GENOCIDE RWANDAIS : Que persiste à cacher la France en rendant les archives de ce drame inaccessibles ?

Le requérant, le chercheur François Graner, auteur d'ouvrages sur le Rwanda, qui s'était vu refuser la consultation d'archives de la présidence française, reprochait à un article du code du patrimoine de méconnaître plusieurs droits constitutionnels.

Cet article accorde aux ex-membres de l'exécutif, ou à leurs mandataires, dans les vingt-cinq années suivant leur décès, de garder une maîtrise totale sur la divulgation des documents qu'ils ont versés aux archives et ce, sans aucun recours possible.

Dans sa décision, le Conseil constitutionnel juge que les dispositions contestées "sont justifiées par un motif d'intérêt général" et qu'elles "ne portent pas atteinte à l'exercice de la liberté d'expression et de communication".

Le 7 avril 2015, la présidence française avait annoncé la déclassification de ses archives sur le Rwanda pour la période 1990 à 1995, un geste fort à l'occasion du 21e anniversaire du déclenchement du génocide rwandais, le 7 avril 1994.

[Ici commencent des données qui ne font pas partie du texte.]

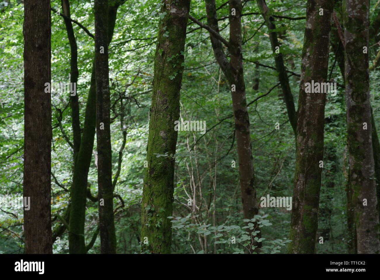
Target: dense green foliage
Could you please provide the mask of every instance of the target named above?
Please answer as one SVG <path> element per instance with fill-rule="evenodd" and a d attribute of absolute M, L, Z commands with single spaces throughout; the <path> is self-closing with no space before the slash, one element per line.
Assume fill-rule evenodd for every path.
<path fill-rule="evenodd" d="M 221 19 L 219 21 L 221 35 L 228 40 L 229 11 L 228 5 L 224 5 L 225 3 L 217 0 L 216 6 L 221 7 L 217 11 L 218 18 Z M 271 196 L 290 197 L 295 168 L 294 134 L 288 121 L 277 74 L 273 69 L 275 64 L 268 27 L 255 1 L 244 1 L 243 3 L 243 13 L 245 15 L 242 18 L 244 79 L 249 104 L 257 196 L 259 201 L 260 197 L 268 194 Z M 373 10 L 375 4 L 375 1 L 371 3 L 371 22 L 379 13 L 378 7 Z M 283 17 L 275 18 L 275 30 L 280 51 L 287 70 L 299 75 L 306 4 L 304 1 L 295 0 L 268 1 L 267 4 L 273 14 Z M 60 1 L 51 2 L 52 7 L 55 9 L 61 9 L 60 5 Z M 70 6 L 71 18 L 94 34 L 92 2 L 72 0 Z M 2 197 L 22 195 L 23 9 L 22 1 L 19 0 L 0 2 L 0 196 Z M 156 40 L 159 21 L 162 18 L 160 9 L 160 4 L 152 0 L 127 1 L 123 3 L 119 8 L 109 48 L 112 180 L 117 171 L 119 152 L 123 149 L 120 174 L 114 191 L 116 195 L 114 198 L 116 252 L 119 253 L 139 252 L 139 243 L 143 241 L 140 236 L 141 203 Z M 205 22 L 204 1 L 191 1 L 190 14 Z M 70 47 L 64 23 L 60 15 L 52 11 L 51 20 L 52 80 L 68 82 Z M 78 46 L 79 76 L 76 89 L 82 128 L 94 59 L 94 41 L 77 24 L 73 23 L 73 26 Z M 180 120 L 205 120 L 207 133 L 204 134 L 199 131 L 178 131 L 177 152 L 173 156 L 176 158 L 176 186 L 171 251 L 176 253 L 244 252 L 243 245 L 248 233 L 245 232 L 247 228 L 244 228 L 247 221 L 243 220 L 240 194 L 231 88 L 215 61 L 208 32 L 189 20 L 187 32 Z M 379 48 L 378 45 L 370 47 L 376 43 L 374 40 L 370 38 L 370 66 Z M 228 55 L 228 53 L 226 54 Z M 344 85 L 344 78 L 335 61 L 334 51 L 330 47 L 328 77 Z M 257 66 L 255 62 L 260 65 Z M 296 110 L 300 78 L 297 75 L 288 74 Z M 378 131 L 380 127 L 379 78 L 378 70 L 370 72 L 371 105 Z M 257 81 L 258 88 L 254 89 Z M 72 141 L 73 139 L 70 94 L 52 93 L 51 99 L 51 207 L 54 231 L 61 225 L 70 201 L 74 163 L 73 150 L 67 142 L 68 140 Z M 275 129 L 276 123 L 280 125 L 279 130 Z M 123 146 L 124 131 L 127 137 Z M 317 242 L 319 237 L 323 237 L 324 242 L 317 243 L 316 252 L 347 253 L 345 174 L 348 160 L 344 88 L 338 87 L 336 96 L 327 96 L 324 135 L 317 236 Z M 96 147 L 95 138 L 94 151 Z M 91 192 L 89 197 L 96 197 L 98 190 L 95 160 L 93 155 L 88 177 L 88 187 Z M 237 167 L 232 167 L 235 166 L 233 161 L 236 162 Z M 188 205 L 189 198 L 193 200 L 191 205 Z M 96 200 L 94 202 L 87 200 L 85 237 L 87 245 L 94 233 L 98 233 L 98 204 Z M 262 230 L 260 241 L 263 242 L 264 250 L 268 253 L 286 253 L 288 241 L 285 240 L 289 236 L 290 212 L 276 208 L 260 208 L 260 210 L 263 212 L 260 212 L 261 216 L 257 217 L 257 220 L 266 221 L 261 222 L 266 226 L 256 230 Z M 23 221 L 22 208 L 0 206 L 0 253 L 23 252 Z M 230 237 L 236 237 L 236 244 L 225 242 L 226 237 L 223 233 Z M 60 238 L 54 240 L 54 253 L 68 253 L 68 235 L 66 230 Z M 98 236 L 88 253 L 100 252 Z"/>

Sautant sur cette excellente occasion qui lui était donnée, le chercheur, François Graner, avait, alors, demandé à consulter les archives de l'ancien président, français François Mitterrand, en exercice au moment du génocide. Mais, il s'était vu opposer un refus.

"C'est évidemment une déception", a réagi François Graner dans un communiqué. "Les motivations de cette décision sont politiques. Elles consacrent l'opacité des gouvernants face aux droits des citoyens. Elles sont donc faciles à attaquer devant la Cour européenne des droits de l'homme, qui ne s'embarrasse pas de telles considérations politiques, et c'est ce que nous allons faire maintenant", a-t-il averti.

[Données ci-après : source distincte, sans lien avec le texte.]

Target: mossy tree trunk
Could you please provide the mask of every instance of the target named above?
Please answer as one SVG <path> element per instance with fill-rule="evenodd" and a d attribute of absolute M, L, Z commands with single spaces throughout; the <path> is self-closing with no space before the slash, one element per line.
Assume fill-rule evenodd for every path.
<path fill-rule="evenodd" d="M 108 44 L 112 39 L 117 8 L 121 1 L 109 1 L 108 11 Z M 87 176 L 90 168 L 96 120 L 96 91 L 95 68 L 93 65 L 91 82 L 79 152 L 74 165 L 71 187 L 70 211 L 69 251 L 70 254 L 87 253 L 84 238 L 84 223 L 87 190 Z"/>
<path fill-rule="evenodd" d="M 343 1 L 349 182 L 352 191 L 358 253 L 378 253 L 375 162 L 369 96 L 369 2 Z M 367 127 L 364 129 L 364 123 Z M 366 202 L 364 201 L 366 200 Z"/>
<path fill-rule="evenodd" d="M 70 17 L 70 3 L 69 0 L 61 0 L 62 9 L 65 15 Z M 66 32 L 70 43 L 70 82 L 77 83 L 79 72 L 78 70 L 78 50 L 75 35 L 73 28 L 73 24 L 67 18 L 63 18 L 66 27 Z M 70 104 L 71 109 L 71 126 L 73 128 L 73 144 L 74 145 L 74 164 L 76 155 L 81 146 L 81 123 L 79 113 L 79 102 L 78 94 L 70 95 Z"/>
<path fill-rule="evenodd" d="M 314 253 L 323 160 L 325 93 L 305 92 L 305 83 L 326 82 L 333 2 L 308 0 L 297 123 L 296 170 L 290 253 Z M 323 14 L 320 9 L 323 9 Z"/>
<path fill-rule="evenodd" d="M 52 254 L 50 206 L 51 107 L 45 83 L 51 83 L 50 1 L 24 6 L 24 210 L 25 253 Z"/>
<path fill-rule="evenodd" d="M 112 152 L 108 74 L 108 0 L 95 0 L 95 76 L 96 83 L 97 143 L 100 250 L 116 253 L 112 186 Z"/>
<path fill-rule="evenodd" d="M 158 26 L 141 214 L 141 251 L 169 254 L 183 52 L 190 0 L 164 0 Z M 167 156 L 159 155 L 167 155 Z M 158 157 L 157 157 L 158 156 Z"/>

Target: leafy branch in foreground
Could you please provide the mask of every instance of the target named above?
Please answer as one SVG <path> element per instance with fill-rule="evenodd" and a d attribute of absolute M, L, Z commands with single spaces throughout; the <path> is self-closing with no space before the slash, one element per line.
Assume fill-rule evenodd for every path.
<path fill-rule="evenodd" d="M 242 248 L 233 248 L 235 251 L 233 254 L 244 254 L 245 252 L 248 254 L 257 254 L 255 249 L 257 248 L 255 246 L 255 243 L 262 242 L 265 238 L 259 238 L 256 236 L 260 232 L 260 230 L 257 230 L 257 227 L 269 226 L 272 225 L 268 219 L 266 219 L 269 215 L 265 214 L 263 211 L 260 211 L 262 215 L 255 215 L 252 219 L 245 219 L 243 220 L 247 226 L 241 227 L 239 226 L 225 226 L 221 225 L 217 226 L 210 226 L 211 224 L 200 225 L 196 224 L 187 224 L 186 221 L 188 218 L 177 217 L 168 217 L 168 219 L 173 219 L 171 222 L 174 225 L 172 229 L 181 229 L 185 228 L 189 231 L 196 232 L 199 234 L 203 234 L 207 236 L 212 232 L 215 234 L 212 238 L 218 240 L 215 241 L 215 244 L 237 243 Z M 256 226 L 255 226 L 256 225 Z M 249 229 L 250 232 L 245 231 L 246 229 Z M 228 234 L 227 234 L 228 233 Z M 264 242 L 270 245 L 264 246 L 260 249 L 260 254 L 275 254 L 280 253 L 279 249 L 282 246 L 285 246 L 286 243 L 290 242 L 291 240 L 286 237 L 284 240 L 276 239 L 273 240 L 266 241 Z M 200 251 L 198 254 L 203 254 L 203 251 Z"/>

"Cette décision inique illustre bien les innombrables blocages politiques auxquels on fait face dès lors qu'on cherche à faire toute la lumière sur l'implication des autorités françaises auprès des génocidaires rwandais en 1994", a estimé Fabrice Tarrit, co-président de l'association Survie qui milite pour une refonte de la politique étrangère de la France en Afrique et dont M. Graner est proche.

"Contre la logique du droit, le pouvoir politique oppose une forme de raison d'Etat visant ni plus ni moins qu'à protéger un crime d'Etat", a-t-il ajouté dans un communiqué.

Pour le citoyen africain lambda, la France a beaucoup à se reprocher dans ce génocide, si elle n'en est pas à l'origine. C'est clair. Son discours officiel ne tient plus la route. Voilà pourquoi l'Etat tente de protéger la mémoire de François Mitterrand qui, en passant, fut un ami personnel de Juvénal Habyarimana (notre photo). Le fait que Paul Kagame en veuille, ainsi, à la France, semble, totalement, fondé maintenant que la manipulation des esprits atteint ses limites. Cela dit, l'attitude de la France, c'est une (inutile) fuite en avant car tout, absolument, tout sur ce génocide et le degré d'implication de la France, est appelé à se savoir tôt ou tard. Pas seulement pour l'intérêt des seuls historiens français et autres, mais, pour permettre aux Africains de tout savoir sur leur passé, afin de bien prendre leur destin en main, pour l'avenir.